1. De início, ressalto que as questões atinentes à perda decorrente da
implantação do plano real e da utilização da URV não foram objeto do
pedido inicial, motivo pelo deixo de conhecer da apelação nessa parte.
2. Analisados os autos, verifica-se que o mutuário firmou, em 30/10/1991,
"contrato de compra e venda com mútuo e pacto adjeto de hipoteca". Entre as
cláusulas estabelecidas no respectivo contrato estão a que diz respeito à
amortização do saldo devedor (PRICE), ao plano de reajuste das prestações
mensais (Poupança), ao coeficiente de equiparação salarial (CES) e ao
prazo devolução do valor emprestado (180 prestações mensais).
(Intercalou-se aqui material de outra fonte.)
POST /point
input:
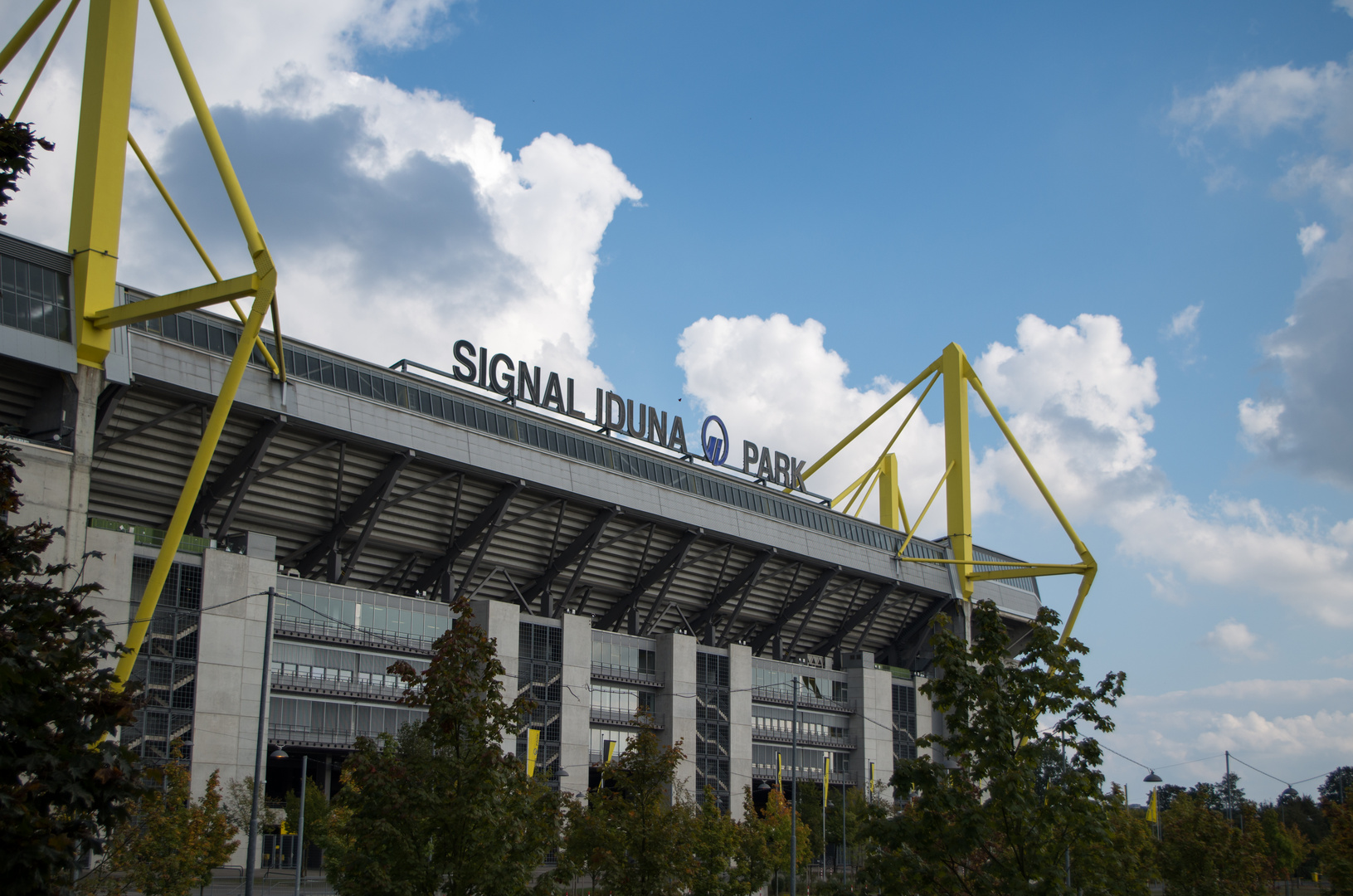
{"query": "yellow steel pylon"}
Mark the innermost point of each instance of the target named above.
(96, 225)
(956, 375)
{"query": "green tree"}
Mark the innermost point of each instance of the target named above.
(441, 807)
(1203, 855)
(237, 804)
(1127, 865)
(169, 844)
(716, 845)
(770, 830)
(381, 840)
(1337, 786)
(1000, 814)
(632, 837)
(317, 815)
(17, 147)
(1336, 850)
(60, 780)
(1287, 848)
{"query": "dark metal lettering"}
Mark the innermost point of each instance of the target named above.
(763, 469)
(635, 432)
(509, 382)
(619, 403)
(465, 353)
(752, 452)
(528, 383)
(678, 437)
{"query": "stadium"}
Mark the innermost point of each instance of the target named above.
(617, 566)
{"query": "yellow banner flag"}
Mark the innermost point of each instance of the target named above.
(827, 774)
(532, 748)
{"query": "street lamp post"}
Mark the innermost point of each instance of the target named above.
(300, 823)
(793, 815)
(263, 712)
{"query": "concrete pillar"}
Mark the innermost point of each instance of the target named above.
(88, 383)
(677, 700)
(739, 724)
(501, 621)
(872, 724)
(575, 711)
(926, 716)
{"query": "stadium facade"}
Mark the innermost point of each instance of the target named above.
(615, 565)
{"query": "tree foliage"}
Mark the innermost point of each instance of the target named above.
(632, 837)
(1337, 786)
(1000, 815)
(18, 144)
(770, 830)
(441, 807)
(1205, 855)
(60, 782)
(169, 844)
(317, 815)
(237, 804)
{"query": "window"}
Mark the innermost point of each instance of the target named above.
(904, 722)
(540, 677)
(712, 730)
(34, 299)
(167, 665)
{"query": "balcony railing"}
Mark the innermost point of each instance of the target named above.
(392, 642)
(784, 696)
(304, 737)
(767, 773)
(625, 674)
(358, 689)
(762, 733)
(620, 718)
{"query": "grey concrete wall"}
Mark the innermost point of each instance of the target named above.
(114, 572)
(45, 490)
(186, 367)
(231, 669)
(499, 621)
(872, 726)
(677, 701)
(575, 712)
(740, 723)
(926, 716)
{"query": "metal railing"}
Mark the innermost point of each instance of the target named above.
(311, 685)
(625, 674)
(620, 718)
(762, 733)
(394, 642)
(784, 696)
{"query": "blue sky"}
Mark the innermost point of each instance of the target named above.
(673, 176)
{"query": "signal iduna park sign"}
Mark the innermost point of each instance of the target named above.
(521, 382)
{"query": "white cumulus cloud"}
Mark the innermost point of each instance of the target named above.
(1310, 418)
(1286, 727)
(1234, 640)
(398, 220)
(1308, 237)
(1078, 401)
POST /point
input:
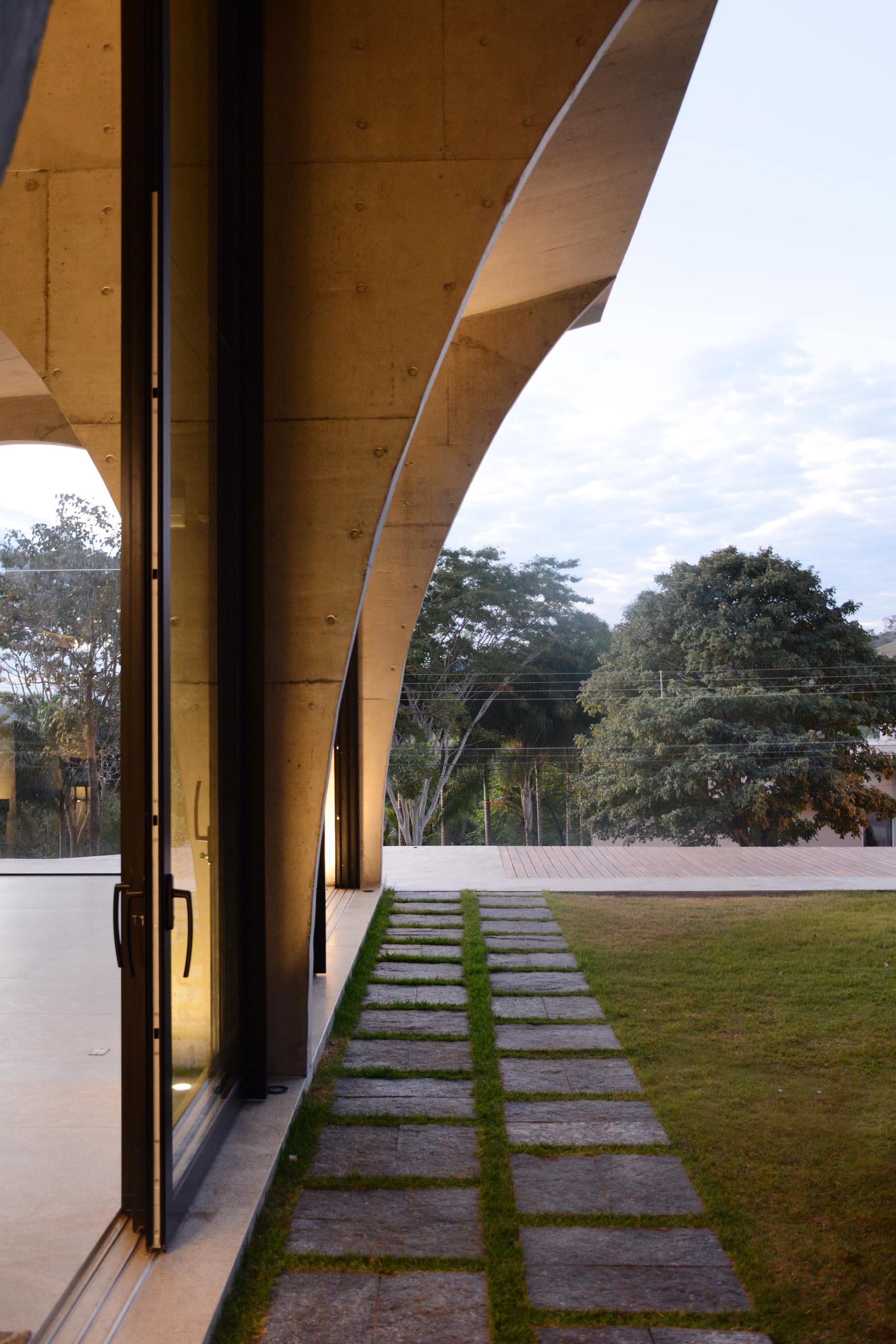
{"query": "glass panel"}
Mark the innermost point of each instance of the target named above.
(59, 766)
(196, 998)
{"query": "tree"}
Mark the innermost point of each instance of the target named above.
(61, 652)
(484, 623)
(738, 702)
(539, 723)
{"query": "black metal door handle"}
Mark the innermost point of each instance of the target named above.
(116, 917)
(129, 920)
(188, 897)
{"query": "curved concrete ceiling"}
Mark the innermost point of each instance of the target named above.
(575, 215)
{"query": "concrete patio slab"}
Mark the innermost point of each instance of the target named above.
(640, 869)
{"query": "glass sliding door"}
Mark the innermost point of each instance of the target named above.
(194, 737)
(202, 1033)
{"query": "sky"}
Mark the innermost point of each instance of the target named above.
(33, 475)
(742, 385)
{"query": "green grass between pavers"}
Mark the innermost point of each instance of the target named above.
(762, 1030)
(508, 1304)
(244, 1314)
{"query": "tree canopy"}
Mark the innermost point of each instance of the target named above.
(61, 654)
(486, 628)
(738, 701)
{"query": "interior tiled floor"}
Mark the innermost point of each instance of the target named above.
(59, 1115)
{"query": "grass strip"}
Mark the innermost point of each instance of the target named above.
(244, 1312)
(508, 1303)
(762, 1030)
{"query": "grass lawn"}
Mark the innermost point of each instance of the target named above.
(765, 1034)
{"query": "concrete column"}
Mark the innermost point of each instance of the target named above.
(388, 171)
(489, 362)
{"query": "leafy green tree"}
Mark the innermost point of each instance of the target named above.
(484, 624)
(738, 702)
(541, 721)
(61, 654)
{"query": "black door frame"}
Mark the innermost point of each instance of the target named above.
(148, 1196)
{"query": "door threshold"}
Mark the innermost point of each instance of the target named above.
(94, 1304)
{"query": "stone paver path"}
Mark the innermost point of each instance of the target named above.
(397, 1171)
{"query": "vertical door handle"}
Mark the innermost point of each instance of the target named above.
(129, 920)
(116, 917)
(123, 889)
(188, 897)
(199, 790)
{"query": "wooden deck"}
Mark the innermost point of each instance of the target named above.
(678, 863)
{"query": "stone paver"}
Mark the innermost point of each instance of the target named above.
(436, 940)
(487, 902)
(531, 961)
(434, 1151)
(510, 927)
(575, 1037)
(387, 1222)
(621, 1183)
(629, 1269)
(568, 1076)
(635, 1335)
(525, 942)
(442, 908)
(321, 1307)
(672, 1335)
(536, 982)
(562, 1122)
(413, 1022)
(437, 1097)
(383, 995)
(446, 921)
(593, 1335)
(532, 976)
(425, 951)
(407, 1055)
(554, 1010)
(418, 971)
(515, 913)
(428, 896)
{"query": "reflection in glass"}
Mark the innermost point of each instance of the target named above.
(194, 589)
(59, 824)
(59, 686)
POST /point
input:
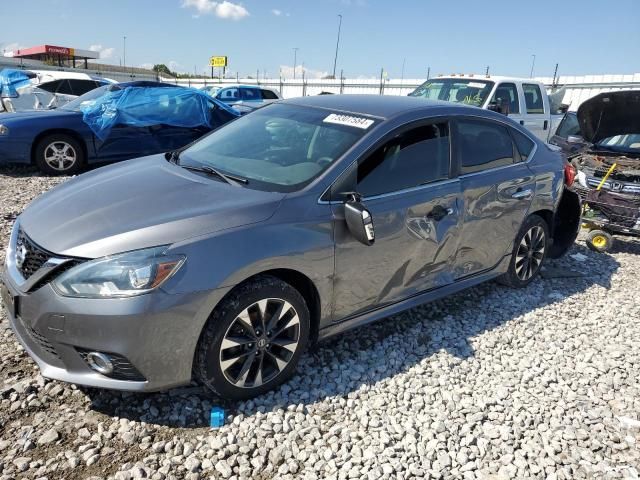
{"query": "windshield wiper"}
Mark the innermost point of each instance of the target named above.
(230, 179)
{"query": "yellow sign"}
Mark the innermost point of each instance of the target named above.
(218, 61)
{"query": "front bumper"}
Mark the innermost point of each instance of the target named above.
(156, 333)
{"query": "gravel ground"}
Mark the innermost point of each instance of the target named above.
(489, 383)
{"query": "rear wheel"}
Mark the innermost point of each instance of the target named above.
(253, 340)
(599, 241)
(529, 251)
(59, 154)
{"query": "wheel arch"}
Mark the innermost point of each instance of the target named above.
(52, 131)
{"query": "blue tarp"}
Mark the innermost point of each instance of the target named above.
(10, 80)
(147, 106)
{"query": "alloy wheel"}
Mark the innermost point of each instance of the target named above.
(530, 253)
(60, 156)
(260, 343)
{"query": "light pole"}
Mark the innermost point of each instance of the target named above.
(335, 60)
(533, 64)
(295, 60)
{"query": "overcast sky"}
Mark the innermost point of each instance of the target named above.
(461, 36)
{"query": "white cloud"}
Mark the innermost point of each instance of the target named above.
(226, 10)
(287, 72)
(105, 53)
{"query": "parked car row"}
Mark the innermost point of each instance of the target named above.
(222, 261)
(43, 89)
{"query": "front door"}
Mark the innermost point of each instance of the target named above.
(415, 207)
(497, 191)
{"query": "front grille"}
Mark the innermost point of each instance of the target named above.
(123, 369)
(34, 256)
(45, 345)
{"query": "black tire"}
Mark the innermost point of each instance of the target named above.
(68, 163)
(599, 241)
(514, 276)
(225, 324)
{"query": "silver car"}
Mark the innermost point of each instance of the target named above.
(308, 217)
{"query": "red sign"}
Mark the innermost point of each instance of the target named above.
(58, 50)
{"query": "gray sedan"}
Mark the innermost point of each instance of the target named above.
(225, 260)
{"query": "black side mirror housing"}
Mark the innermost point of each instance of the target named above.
(359, 221)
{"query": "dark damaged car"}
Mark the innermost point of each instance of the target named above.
(607, 169)
(225, 260)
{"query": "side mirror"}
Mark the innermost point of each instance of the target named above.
(359, 221)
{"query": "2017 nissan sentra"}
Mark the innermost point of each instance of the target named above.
(223, 261)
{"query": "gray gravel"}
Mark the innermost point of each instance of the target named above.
(490, 383)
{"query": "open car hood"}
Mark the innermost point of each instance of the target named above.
(610, 114)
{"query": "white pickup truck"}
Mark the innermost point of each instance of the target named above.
(524, 100)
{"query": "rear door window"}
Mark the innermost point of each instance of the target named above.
(533, 98)
(416, 157)
(269, 95)
(483, 145)
(507, 97)
(250, 94)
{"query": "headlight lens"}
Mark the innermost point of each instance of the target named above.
(123, 275)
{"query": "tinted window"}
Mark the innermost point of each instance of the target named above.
(250, 94)
(228, 95)
(51, 87)
(523, 143)
(414, 158)
(269, 95)
(507, 96)
(533, 98)
(80, 87)
(483, 145)
(568, 126)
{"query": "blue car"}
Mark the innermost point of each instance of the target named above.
(109, 124)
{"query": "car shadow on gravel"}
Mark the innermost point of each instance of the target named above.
(362, 358)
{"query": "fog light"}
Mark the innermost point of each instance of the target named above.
(100, 362)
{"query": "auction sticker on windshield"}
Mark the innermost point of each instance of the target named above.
(350, 121)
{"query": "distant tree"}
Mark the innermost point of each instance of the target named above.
(161, 68)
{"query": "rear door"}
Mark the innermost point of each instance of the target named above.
(406, 185)
(537, 114)
(497, 188)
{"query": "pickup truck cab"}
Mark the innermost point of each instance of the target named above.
(524, 100)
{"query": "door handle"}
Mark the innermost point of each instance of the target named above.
(523, 194)
(439, 212)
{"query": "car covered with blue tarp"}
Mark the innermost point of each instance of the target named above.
(109, 124)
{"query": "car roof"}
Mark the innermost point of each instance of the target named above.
(382, 106)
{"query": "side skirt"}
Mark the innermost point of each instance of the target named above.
(414, 301)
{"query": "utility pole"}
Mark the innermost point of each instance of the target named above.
(533, 64)
(295, 60)
(335, 60)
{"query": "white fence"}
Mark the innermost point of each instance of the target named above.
(578, 88)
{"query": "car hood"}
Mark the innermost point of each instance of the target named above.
(30, 115)
(610, 114)
(137, 204)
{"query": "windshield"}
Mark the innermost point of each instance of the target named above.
(467, 91)
(87, 99)
(629, 143)
(279, 147)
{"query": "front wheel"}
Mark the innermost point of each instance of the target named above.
(529, 251)
(59, 154)
(253, 340)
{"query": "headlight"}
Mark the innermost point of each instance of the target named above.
(123, 275)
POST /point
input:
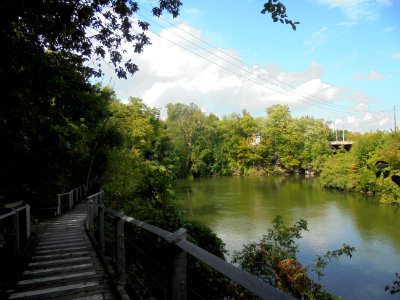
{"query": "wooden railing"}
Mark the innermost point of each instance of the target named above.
(177, 276)
(67, 201)
(19, 228)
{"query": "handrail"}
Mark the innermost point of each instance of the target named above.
(74, 196)
(178, 238)
(16, 228)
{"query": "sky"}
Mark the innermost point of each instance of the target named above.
(342, 64)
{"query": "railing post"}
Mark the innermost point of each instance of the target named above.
(120, 248)
(70, 200)
(102, 238)
(58, 212)
(28, 221)
(178, 267)
(16, 231)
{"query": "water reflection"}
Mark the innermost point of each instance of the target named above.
(241, 209)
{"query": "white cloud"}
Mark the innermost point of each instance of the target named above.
(389, 29)
(218, 82)
(358, 10)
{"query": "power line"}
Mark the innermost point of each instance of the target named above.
(280, 84)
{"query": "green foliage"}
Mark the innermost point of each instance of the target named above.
(278, 12)
(274, 260)
(360, 169)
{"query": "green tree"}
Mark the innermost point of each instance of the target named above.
(274, 260)
(284, 135)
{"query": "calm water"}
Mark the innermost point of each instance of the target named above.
(240, 210)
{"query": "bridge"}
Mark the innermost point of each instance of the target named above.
(94, 252)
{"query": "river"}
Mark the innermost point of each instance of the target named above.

3. Nos termos pactuado na cláusula oitava do contrato em questão
as prestações mensais, assim como os acessórios serão reajustados
pelos índices da caderneta de poupança. "As prestações mensais e seus
acessórios serão reajustados mensalmente, segundo opção do(s) DEVEDOR (ES),
mediante a utilização de índices idênticos àqueles considerados para a
remuneração básica aplicável aos depósitos de caderneta de poupança,
com data de aniversário no dia de assinatura deste instrumento". Assim,
tem-se que, ao contrário do sustentado pelo mutuário, em momento algum
restou acordo que o plano de equivalência salarial seria o critério a ser
utilizado nos reajustes das prestações.
4. Com a edição do Decreto-Lei n. 19/66, os parágrafos do artigo 5º da
Lei n. 4.380/64 foram substancialmente alterados, tanto para introduzir
novo e completo critério de reajustamento das prestações quanto para
atribuir competência normativa ao Banco Nacional da Habitação - BNH. Dada
a revogação dos aludidos dispositivos, o BNH, na condição de gestor do
SFH, viu-se desobrigado de manter em seus regulamentos a antiga vinculação
prestação/salário antes imposta. Tendo em vista que os reajustamentos das
prestações ocorriam sempre na mesma ocasião - 60 dias após o aumento do
salário-mínimo (1º de maio de cada ano) -, tornou-se necessário amainar
o problema representado pelo primeiro reajuste das prestações do SFH,
as quais, dependendo da data de assinatura do contrato, seriam corrigidas
por índices distorcidos.
5. Assim, editou-se a Resolução n. 36/69, em 11/11/69, do Conselho de
Administração do BNH, que instituiu o PES, adotando o salário-mínimo como
fator de correção monetária, balizado por um "coeficiente de equiparação
salarial - CES", o qual, lançado à primeira prestação, estabelecia uma
relação de proporcionalidade para com a época da assinatura do contrato,
eliminando o impacto da incidência do índice acumulado de doze meses.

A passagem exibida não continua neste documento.